The Viterbi Algorithm Demystified: A Brief, Intuitive Approach


Fifty years ago, I published a paper, “Error bounds for convolutional codes and an asymptotically optimum decoding algorithm,” on the important class of convolutional codes, which is particularly effective in preventing errors in digital communication over wireless and other transmission media. The algorithm, which became labeled with my name, was a crucial step in establishing the merits as well as evaluating the performance of these codes. The paper was read and understood by only a few specialists. In the next few years, clarity was provided by two papers, the first by a colleague, G.D. Forney Jr., who introduced the trellis model, and the second by myself based on a state diagram, or Markov model.

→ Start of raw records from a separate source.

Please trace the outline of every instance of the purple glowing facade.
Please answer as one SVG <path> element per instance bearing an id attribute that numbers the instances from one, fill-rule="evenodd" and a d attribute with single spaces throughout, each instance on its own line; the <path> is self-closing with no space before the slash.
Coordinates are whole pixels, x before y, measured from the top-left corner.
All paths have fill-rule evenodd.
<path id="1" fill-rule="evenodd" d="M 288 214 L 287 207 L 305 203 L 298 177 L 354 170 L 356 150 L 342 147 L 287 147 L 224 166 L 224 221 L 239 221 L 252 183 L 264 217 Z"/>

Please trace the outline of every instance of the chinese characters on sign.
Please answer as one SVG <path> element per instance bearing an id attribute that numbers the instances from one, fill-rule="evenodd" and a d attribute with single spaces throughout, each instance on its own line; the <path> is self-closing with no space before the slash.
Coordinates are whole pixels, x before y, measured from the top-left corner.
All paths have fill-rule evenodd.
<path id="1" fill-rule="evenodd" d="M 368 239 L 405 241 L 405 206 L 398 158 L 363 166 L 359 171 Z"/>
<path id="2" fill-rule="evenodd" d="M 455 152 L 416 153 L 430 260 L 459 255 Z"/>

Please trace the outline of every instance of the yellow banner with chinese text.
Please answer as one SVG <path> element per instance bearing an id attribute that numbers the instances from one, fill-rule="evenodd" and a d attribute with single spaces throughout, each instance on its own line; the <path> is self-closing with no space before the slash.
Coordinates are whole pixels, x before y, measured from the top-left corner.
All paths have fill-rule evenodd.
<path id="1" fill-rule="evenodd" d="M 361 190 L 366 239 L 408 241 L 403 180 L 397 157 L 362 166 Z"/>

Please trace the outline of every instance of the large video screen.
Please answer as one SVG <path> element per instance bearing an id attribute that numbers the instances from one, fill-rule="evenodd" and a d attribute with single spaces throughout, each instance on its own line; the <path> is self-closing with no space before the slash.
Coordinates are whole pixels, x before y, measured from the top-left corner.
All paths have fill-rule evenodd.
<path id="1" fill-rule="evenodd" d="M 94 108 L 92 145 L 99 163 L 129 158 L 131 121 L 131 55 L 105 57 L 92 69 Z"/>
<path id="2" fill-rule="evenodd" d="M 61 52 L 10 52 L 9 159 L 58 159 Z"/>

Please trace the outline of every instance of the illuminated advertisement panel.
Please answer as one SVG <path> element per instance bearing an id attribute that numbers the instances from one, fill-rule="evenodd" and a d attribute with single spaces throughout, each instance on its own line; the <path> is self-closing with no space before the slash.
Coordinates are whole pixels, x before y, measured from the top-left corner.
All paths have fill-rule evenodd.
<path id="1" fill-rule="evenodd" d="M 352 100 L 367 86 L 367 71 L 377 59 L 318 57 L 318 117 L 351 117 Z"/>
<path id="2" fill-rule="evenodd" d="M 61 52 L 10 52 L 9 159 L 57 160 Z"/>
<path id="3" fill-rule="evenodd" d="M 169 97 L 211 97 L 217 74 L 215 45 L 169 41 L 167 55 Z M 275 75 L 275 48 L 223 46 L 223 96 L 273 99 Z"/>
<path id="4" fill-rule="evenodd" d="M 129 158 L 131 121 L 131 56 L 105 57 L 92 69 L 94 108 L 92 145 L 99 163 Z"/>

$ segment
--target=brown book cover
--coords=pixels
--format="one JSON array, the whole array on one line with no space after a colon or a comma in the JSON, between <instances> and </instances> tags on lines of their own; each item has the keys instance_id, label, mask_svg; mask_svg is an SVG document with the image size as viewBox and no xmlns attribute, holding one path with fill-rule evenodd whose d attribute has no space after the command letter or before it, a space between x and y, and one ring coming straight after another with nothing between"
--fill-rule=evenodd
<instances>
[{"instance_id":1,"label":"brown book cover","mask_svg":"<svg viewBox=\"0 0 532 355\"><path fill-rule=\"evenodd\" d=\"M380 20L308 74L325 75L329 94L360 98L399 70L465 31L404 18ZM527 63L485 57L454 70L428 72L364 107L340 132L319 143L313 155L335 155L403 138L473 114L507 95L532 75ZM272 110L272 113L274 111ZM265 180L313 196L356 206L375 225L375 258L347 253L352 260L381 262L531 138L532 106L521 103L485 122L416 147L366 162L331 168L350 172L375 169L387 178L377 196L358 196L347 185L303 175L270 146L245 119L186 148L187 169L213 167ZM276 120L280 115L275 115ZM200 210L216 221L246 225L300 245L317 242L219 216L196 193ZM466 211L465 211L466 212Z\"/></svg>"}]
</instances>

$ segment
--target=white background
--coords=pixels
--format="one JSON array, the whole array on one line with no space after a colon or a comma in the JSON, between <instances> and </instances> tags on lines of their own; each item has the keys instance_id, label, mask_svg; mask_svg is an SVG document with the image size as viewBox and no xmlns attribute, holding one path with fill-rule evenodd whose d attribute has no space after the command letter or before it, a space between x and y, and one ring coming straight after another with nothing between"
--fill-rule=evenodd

A.A. Markov was a Russian mathematician who proposed and analyzed a statistical concept regarding the relationship between terms of a sequence or, more generally, of successive events; specifically, that each term (or string of terms) or event is statistically dependent only on the previous one. To generalize, let us call terms or events simply states and describe the relationships with a state diagram (Figure 1), where the nodes represent the states and the branches a measure of the statistical relations between states.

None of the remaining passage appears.